By John Baiata, NBC News' Senior Editor
EAST RUTHERFORD, N.J. - Political activism from rock stars has a long lineage. You can trace it all the way back to George Harrison's "Concert for Bangladesh" in 1972, the "No Nukes" concert in New York in 1979, "LIVE AID" and "We Are the World" in the 1980's, and many more. Today such activism is ubiquitous. Concert-goers are urged to support a wide range of causes, and artists' web sites act as grass-roots organizations for a multitude of high-minded projects.
But no band - and no band leader - embodies this ideal more today than U2 and Bono. The band supports the efforts of Amnesty International, Greenpeace, and the Chernobyl Children's Project. Bono has used his fame to put considerable pressure on countries to reduce the burden of debt on developing countries and to draw attention to the fight against AIDS in Africa with his RED project.
U2 was the first big band to play in Sarajevo after the Bosnian war, launched an effort to put thousands of musical instruments back in the hands of New Orleans artists after Katrina, and have been very vocal in their support of Burmese opposition leader Aung San Suu Kyi.
Many of their songs over the years have drawn on socio-political events for inspiration - from the fighting in Northern Ireland to the civil war in El Salvador.
The band's latest world tour, in support of their most recent album, "No Line on the Horizon," has drawn praise from critics. The tour's latest stop, at Giants Stadium in New Jersey, sold out all three nights. At 82,000 attendees per night, that's nearly a quarter of a million people to rally to the cause(s). Do the math for the rest of the tour, and you begin to understand the extent of the band's reach, and that of others with similar followings.
But what's the real draw, the music or the message?
For Kevin Sheridan, 37, an advertising salesman from Malverne, N.J. the two go hand in hand. "I tend to like those (musicians) with a message. Usually the music is better, because it comes from the heart." Sheridan drew the line when it comes to Hollywood, however. "These artists write their own music, which reflects their views, and you know going in where they stand. But I don't want to be preached to by someone just because they've starred in a movie."
Blair Thill, 22, of Little Silver, New Jersey, said Bono's activism was part of what attracted her to the band to begin with. His involvement in the fight to eliminate AIDS in Africa even inspired her to do a fundraising bake sale during high school in support of the cause. But, she said, "I would venture to say most people are going to this concert for the music, not a social cause."
Dori Kenyon, 38, a representative for Amnesty International manning one of several booths outside the venue, did not entirely agree. "You get all types. Some people are here because they [U2] have been around for 30 years, and they love the music...There are others who are here because they believe in what we're doing, and Bono supports that."
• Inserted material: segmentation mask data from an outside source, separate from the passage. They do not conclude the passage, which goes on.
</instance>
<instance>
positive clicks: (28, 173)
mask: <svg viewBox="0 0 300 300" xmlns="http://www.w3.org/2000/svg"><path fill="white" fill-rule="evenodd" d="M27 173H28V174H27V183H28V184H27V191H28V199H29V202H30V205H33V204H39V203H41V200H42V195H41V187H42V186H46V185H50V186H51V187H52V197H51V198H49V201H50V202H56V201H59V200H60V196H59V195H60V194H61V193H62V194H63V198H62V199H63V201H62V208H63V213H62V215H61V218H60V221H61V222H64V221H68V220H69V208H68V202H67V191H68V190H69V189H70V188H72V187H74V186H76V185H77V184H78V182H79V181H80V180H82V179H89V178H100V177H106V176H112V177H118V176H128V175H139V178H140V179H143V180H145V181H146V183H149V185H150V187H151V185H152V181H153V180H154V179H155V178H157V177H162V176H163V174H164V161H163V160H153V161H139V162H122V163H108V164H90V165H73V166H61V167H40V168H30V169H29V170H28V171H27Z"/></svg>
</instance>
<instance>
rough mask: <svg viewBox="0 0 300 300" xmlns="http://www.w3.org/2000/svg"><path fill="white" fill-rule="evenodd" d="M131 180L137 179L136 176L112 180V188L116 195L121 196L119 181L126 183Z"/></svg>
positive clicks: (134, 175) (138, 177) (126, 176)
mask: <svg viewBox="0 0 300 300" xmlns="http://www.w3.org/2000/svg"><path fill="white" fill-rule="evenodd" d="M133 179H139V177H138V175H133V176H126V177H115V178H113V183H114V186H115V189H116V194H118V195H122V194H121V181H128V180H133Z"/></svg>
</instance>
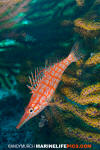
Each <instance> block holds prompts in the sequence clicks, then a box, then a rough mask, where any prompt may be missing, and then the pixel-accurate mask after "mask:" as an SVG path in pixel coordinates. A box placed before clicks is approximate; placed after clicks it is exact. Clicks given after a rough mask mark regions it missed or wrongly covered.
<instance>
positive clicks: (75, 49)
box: [68, 41, 85, 62]
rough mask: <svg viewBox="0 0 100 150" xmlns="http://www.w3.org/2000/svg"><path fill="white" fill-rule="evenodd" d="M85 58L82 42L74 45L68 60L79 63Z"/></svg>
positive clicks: (75, 42)
mask: <svg viewBox="0 0 100 150" xmlns="http://www.w3.org/2000/svg"><path fill="white" fill-rule="evenodd" d="M84 56H85V54H84V51H83V48H82V43H81V42H78V41H77V42H75V44H74V45H73V47H72V49H71V52H70V54H69V57H68V58H70V57H71V58H73V60H72V62H77V61H78V60H79V59H81V58H83V57H84Z"/></svg>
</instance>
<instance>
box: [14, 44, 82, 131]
mask: <svg viewBox="0 0 100 150" xmlns="http://www.w3.org/2000/svg"><path fill="white" fill-rule="evenodd" d="M79 46H80V43H78V42H76V43H75V44H74V46H73V47H72V50H71V52H70V54H69V56H68V57H67V58H65V59H63V60H61V61H60V62H57V63H55V64H54V65H51V66H49V67H47V68H44V69H43V70H42V72H40V73H39V74H38V76H37V75H36V74H37V73H36V72H35V77H34V76H33V74H32V77H31V78H30V83H31V86H29V88H30V90H31V93H32V96H31V99H30V102H29V104H28V106H27V107H26V109H25V113H24V115H23V116H22V118H21V120H20V122H19V124H18V125H17V127H16V128H17V129H19V128H20V127H21V126H22V125H23V124H25V123H26V122H27V121H28V120H29V119H31V118H33V117H34V116H36V115H37V114H39V113H40V112H41V111H42V110H43V109H44V108H45V107H46V106H48V105H49V103H50V101H51V99H52V97H53V94H54V92H55V90H56V88H57V86H58V84H59V82H60V81H61V76H62V74H63V72H64V71H65V69H66V68H67V67H68V66H69V65H70V64H71V63H72V62H77V61H78V60H79V59H80V58H81V57H82V55H81V53H80V52H79V51H80V50H79ZM41 75H42V77H41Z"/></svg>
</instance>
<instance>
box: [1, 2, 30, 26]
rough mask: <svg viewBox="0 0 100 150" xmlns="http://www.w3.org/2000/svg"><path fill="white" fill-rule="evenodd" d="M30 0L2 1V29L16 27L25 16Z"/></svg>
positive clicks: (1, 14) (1, 15)
mask: <svg viewBox="0 0 100 150" xmlns="http://www.w3.org/2000/svg"><path fill="white" fill-rule="evenodd" d="M29 2H30V0H25V1H23V0H13V1H12V0H7V1H5V0H4V1H0V23H1V24H0V29H8V28H12V27H14V25H16V24H17V23H19V22H20V21H21V20H22V19H23V18H24V17H25V12H26V11H27V7H26V6H27V5H28V4H29Z"/></svg>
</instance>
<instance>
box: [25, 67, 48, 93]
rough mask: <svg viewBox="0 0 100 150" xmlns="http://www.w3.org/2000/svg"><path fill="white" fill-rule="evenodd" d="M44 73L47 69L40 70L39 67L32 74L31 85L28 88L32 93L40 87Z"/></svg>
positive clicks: (29, 76) (30, 76)
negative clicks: (38, 85)
mask: <svg viewBox="0 0 100 150" xmlns="http://www.w3.org/2000/svg"><path fill="white" fill-rule="evenodd" d="M39 70H40V71H39ZM44 72H45V68H44V69H40V68H38V67H37V69H35V73H34V74H33V73H32V72H31V76H29V82H30V85H27V87H28V88H29V89H30V90H31V92H32V93H34V91H35V90H36V88H37V87H38V85H39V82H40V81H41V79H42V78H43V76H44Z"/></svg>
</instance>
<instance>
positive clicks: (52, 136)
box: [0, 0, 100, 150]
mask: <svg viewBox="0 0 100 150" xmlns="http://www.w3.org/2000/svg"><path fill="white" fill-rule="evenodd" d="M76 41H79V42H80V41H81V42H82V43H83V44H82V46H83V47H82V48H83V50H84V52H85V57H84V58H83V59H81V60H79V61H78V62H77V63H73V64H71V65H70V66H69V67H68V68H67V69H66V70H65V72H64V74H63V76H62V80H61V82H60V84H59V86H58V87H57V90H56V92H55V94H54V97H53V100H52V102H51V105H50V106H48V107H46V108H45V110H43V111H42V112H41V113H40V114H38V115H37V116H36V117H34V118H32V119H31V120H29V121H28V122H27V123H26V124H25V125H24V126H23V127H22V128H20V129H19V130H17V129H16V125H17V124H18V122H19V120H20V118H21V117H22V115H23V113H24V109H25V107H26V106H27V104H28V102H29V100H30V96H31V94H30V91H29V89H28V88H27V86H26V85H27V84H28V83H29V79H28V77H29V75H30V73H31V72H33V73H34V70H35V68H36V67H44V66H45V61H46V60H49V61H50V62H49V65H50V64H53V63H54V62H56V60H58V61H60V60H61V59H63V58H65V57H67V56H68V54H69V52H70V50H71V48H72V46H73V44H74V43H75V42H76ZM46 143H47V144H53V143H57V144H91V145H92V148H91V149H93V150H99V149H100V0H91V1H88V0H0V150H7V149H8V144H46ZM83 149H84V148H83Z"/></svg>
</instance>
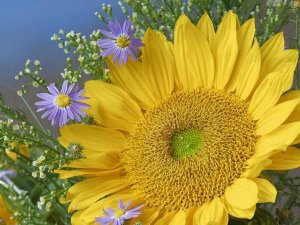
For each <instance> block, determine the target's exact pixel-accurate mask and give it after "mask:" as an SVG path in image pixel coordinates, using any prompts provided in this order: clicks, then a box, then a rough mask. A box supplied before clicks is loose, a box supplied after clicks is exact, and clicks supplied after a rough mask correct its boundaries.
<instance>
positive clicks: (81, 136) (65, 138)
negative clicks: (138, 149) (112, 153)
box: [58, 124, 125, 153]
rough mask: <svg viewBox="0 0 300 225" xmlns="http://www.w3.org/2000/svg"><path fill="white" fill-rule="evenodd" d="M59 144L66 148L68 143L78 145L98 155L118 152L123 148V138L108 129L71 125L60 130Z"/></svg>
mask: <svg viewBox="0 0 300 225" xmlns="http://www.w3.org/2000/svg"><path fill="white" fill-rule="evenodd" d="M60 134H61V137H59V138H58V140H59V141H60V143H61V144H62V145H63V146H64V147H65V148H67V147H68V146H69V145H70V143H80V144H81V145H82V146H83V148H84V149H87V150H92V151H95V152H99V153H105V152H120V151H121V150H122V149H123V148H124V146H125V137H124V135H122V134H121V133H120V132H118V131H116V130H112V129H109V128H104V127H99V126H93V125H85V124H71V125H67V126H64V127H63V128H61V129H60Z"/></svg>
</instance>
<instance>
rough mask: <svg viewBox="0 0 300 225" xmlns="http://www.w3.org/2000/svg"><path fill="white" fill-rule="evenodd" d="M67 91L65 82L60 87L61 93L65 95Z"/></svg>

Kenyon had made the drive from Lancaster, Pennsylvania with her son because she said, "We have a responsibility to everyone around the globe." She was collecting signatures in support of three causes - a bill guaranteeing maternal health benefits for women in the U.S., a petition urging U.S. lawmakers to deliver a plan that fulfills "the human right to health care," and another urging the release of Aung San Suu Kyi and all other "prisoners of conscience" in Myanmar.
Suu Kyi was in the spotlight on this night almost as often as the band members.
The group's Web site encouraged fans attending the show to download and print a mask of her face, and to wear it during their performance of "Walk On," a song written for her. Her image was beamed over the giant video screens above the set as Bono talked about her lengthy detention and fight for freedom.
Her plight was probably news to most in attendance. Not a single fan I spoke to beforehand had even heard of her, and no one visible in the crowd had donned the mask of her image.
Yet all eyes were on Bono as he spoke, and as he sang, in part:
"You could have flown away
A singing bird in an open cage
Who will only fly, only fly for freedom"
South African Bishop Desmond Tutu's video message to the crowd, which preceded the encores, received a raucous cheer. Tutu reminded the crowd that they were "the same people" who protested for civil rights in America, against apartheid in South Africa and the troubles in Northern Ireland.
A few minutes later we were reminded that contributions from Americans to the "ONE" campaign had helped deliver life-saving drugs to 34 million African schoolchildren, along with a couple of other encouraging statistics.
When the concert was over, those in attendance began to file out, talking excitedly about what they'd just witnessed. And while none I heard were talking about Aung San Suu Kyi, they'd all been given a primer as part of the price of admission.